Daha sonra düşünce ile ilgili aşağıdaki başlıklar altında konuşmasını sürdüreceğini belirten Kürün şu değerlendirmelerde bulundu:
- Düşüncenin Okullaşması: Düşüncelerimiz entelektüel bir derinliğe ulaşmalıdır. Rasulullah döneminde Darul Erkam modeli düşüncenin okullaşmasına bir örnek olarak verilebilir. İnsanlara okuma ibadetinin önemini anlatmadan sadece sohbetlerle bir yere varamayız. Kur’an yeni nesil tarafından okunmuyor. Evlerimiz düşüncelerimizin derinleşeceği mekanlar olmak zorunda. Kur’an’da geçen “rasihun” kelimesi ilimde derinleşmek anlamına geldiği gibi, ilimde durması gereken yeri bilenler anlamındadır aynı zamanda.

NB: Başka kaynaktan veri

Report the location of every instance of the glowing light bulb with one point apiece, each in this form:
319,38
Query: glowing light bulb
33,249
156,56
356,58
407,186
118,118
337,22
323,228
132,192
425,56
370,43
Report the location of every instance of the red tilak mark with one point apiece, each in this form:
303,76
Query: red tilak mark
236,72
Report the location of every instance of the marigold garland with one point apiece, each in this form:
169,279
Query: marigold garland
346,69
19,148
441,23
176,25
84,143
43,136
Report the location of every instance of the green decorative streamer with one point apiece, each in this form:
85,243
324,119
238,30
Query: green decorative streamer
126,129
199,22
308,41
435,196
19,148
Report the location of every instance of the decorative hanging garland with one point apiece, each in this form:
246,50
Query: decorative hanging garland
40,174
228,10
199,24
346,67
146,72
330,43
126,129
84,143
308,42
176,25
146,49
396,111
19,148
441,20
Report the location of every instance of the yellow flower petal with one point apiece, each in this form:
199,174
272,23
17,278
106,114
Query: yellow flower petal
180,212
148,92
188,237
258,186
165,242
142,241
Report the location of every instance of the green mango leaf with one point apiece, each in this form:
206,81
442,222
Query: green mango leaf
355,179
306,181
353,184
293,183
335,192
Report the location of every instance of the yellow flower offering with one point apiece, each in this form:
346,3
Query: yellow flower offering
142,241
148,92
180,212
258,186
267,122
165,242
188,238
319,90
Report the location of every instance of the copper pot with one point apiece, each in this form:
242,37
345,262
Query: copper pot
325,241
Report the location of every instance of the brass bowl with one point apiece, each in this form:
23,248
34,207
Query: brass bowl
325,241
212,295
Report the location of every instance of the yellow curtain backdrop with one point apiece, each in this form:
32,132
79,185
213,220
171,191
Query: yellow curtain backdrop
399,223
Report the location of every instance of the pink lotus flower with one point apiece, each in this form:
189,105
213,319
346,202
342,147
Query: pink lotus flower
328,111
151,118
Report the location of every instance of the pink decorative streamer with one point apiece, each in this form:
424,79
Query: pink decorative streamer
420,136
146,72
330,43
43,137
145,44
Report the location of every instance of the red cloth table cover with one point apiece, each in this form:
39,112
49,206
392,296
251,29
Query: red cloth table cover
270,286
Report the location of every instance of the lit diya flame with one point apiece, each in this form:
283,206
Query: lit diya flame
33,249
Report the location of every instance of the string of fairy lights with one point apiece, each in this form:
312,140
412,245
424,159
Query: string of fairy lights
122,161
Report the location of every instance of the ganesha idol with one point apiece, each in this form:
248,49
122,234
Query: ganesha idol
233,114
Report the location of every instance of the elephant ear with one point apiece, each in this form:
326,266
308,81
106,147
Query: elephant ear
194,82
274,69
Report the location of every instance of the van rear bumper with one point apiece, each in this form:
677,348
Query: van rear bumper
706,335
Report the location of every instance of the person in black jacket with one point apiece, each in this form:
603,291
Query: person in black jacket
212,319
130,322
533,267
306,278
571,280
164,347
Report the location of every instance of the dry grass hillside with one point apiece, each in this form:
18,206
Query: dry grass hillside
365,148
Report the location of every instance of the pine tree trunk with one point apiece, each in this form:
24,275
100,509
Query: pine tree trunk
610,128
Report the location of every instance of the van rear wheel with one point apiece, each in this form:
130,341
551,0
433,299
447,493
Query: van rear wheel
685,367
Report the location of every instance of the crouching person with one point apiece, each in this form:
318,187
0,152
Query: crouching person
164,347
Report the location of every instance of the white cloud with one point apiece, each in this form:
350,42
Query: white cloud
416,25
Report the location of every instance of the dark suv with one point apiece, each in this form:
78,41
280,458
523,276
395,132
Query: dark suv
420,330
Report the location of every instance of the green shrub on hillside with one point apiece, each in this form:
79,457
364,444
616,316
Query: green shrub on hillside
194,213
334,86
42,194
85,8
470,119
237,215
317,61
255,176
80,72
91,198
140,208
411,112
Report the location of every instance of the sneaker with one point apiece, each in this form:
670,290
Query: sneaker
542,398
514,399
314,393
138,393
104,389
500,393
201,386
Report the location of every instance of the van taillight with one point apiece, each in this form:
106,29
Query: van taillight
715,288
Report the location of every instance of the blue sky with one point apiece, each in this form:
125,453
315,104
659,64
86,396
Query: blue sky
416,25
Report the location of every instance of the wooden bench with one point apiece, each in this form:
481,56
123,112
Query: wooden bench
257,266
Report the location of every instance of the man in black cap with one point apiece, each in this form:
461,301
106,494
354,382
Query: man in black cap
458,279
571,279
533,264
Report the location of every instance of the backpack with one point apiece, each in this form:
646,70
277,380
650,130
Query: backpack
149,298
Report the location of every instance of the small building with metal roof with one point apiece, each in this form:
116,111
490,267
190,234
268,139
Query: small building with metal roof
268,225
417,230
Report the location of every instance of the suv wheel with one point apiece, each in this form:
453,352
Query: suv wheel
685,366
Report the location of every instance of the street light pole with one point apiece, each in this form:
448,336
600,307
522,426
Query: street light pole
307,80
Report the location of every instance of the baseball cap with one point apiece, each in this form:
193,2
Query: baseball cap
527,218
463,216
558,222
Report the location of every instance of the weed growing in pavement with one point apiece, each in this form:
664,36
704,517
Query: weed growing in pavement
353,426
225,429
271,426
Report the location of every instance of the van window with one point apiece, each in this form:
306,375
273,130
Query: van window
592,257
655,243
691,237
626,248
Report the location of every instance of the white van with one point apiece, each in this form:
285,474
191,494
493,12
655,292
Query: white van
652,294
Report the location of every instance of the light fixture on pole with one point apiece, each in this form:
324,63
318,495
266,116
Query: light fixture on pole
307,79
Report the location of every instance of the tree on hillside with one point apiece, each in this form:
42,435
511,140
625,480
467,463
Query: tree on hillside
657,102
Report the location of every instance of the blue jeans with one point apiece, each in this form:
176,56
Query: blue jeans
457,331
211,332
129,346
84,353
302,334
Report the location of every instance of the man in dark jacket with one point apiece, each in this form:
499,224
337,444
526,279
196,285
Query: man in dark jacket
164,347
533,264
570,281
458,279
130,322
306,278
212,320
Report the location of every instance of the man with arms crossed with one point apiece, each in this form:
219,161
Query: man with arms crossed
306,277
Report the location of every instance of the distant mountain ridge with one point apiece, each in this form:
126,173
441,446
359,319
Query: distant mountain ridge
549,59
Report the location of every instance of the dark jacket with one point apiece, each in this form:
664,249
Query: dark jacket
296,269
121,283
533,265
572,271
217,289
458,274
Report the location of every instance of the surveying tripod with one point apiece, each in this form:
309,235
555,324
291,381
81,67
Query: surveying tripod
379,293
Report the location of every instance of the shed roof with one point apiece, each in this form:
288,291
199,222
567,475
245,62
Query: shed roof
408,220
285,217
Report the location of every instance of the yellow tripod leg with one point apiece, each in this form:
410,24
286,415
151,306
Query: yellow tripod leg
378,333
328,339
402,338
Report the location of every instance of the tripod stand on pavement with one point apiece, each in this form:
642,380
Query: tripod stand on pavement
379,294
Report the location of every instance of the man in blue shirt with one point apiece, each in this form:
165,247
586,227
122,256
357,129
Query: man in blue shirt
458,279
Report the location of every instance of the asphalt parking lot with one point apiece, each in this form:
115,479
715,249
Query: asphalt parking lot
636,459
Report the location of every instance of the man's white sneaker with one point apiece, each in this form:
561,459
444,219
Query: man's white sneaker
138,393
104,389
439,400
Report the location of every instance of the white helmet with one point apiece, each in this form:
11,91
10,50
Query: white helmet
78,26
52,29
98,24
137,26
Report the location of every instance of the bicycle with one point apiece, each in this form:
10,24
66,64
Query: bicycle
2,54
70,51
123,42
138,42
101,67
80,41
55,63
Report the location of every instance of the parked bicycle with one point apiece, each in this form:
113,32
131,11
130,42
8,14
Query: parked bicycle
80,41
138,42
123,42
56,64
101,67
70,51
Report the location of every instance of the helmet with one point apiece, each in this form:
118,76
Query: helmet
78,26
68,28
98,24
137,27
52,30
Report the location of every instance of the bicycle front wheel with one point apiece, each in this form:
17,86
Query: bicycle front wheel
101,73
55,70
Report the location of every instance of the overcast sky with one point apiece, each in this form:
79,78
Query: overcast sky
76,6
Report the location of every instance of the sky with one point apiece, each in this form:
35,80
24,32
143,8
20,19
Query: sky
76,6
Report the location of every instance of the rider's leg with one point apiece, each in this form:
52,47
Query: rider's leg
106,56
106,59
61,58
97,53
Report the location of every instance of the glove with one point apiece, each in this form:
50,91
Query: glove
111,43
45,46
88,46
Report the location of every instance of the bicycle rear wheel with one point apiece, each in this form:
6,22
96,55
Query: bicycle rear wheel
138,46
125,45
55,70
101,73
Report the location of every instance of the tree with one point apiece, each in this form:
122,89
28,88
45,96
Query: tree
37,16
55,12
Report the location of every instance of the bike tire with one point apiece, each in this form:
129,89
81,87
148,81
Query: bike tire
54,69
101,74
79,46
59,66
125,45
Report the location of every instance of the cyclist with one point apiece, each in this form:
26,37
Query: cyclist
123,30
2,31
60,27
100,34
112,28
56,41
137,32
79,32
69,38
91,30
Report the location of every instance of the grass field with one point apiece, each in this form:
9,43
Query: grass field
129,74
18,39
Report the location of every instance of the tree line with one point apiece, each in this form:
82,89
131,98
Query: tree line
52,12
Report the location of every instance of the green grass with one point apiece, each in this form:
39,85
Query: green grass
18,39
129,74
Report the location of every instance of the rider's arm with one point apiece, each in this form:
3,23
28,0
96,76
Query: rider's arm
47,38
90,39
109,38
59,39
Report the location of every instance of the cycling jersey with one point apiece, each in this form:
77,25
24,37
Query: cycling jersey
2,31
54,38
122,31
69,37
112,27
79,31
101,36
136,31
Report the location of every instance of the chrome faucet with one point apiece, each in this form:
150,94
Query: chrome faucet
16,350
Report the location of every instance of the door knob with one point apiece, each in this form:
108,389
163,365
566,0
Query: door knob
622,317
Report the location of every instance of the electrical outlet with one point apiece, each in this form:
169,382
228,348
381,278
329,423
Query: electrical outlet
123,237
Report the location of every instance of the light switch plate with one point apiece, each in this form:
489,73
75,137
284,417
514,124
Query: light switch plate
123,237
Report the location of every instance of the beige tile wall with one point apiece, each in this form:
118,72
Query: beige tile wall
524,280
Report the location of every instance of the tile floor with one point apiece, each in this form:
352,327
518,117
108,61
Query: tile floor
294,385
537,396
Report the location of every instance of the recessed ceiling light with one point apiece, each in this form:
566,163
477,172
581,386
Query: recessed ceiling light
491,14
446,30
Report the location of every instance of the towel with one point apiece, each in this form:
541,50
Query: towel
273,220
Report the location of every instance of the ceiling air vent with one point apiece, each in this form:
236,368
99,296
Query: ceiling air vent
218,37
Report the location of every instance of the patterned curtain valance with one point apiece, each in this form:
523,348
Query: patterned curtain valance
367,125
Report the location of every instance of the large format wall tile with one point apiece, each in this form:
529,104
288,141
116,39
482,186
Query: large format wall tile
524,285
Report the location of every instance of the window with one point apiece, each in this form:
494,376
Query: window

- Düşüncenin Tekelleşmesi: Haham ve rahiplerini rabler edindiklerini söyleyen ayete karşı Adiy bin Hatem’in tepkisine Rasulullahın verdiği cevap önemli. Bizler hiçbir zaman haham ve rahiplerini rabler edinenlerin konumuna sürüklenemeyiz. Bugün din hocanın ağzında gibi algılanıyor. Bugün ilahiyat hocası olmak çok kolay. Çünkü söylediği hiçbir şey sorgulanmıyor. Halbuki Hz. Ömer’e karşı “seni kılıçlarımızla düzeltiriz” şeklinde dile getirilen eleştirel tavra ihtiyacımız var. Söylediklerimiz konusunda güçlü mesnetlerimiz, delillerimiz olmalı. Her birimiz her şeyin bir şeyini, bir şeyin her şeyini bilmek zorundayız. Mezhepçi ve taklitçi yaklaşımlar düşüncenin tekelleşmesine yol açtı. Kendi kaynaklarımızda İslam düşmanları tarafından kullanılan hiçbir şekilde savunulamayacak görüşler var. İçimizdeki yanlışları tashih etme cehdi içinde olmalıyız. Büyük küçük demeden tüm hurafe ve bidatleri ayıklamak zorundayız.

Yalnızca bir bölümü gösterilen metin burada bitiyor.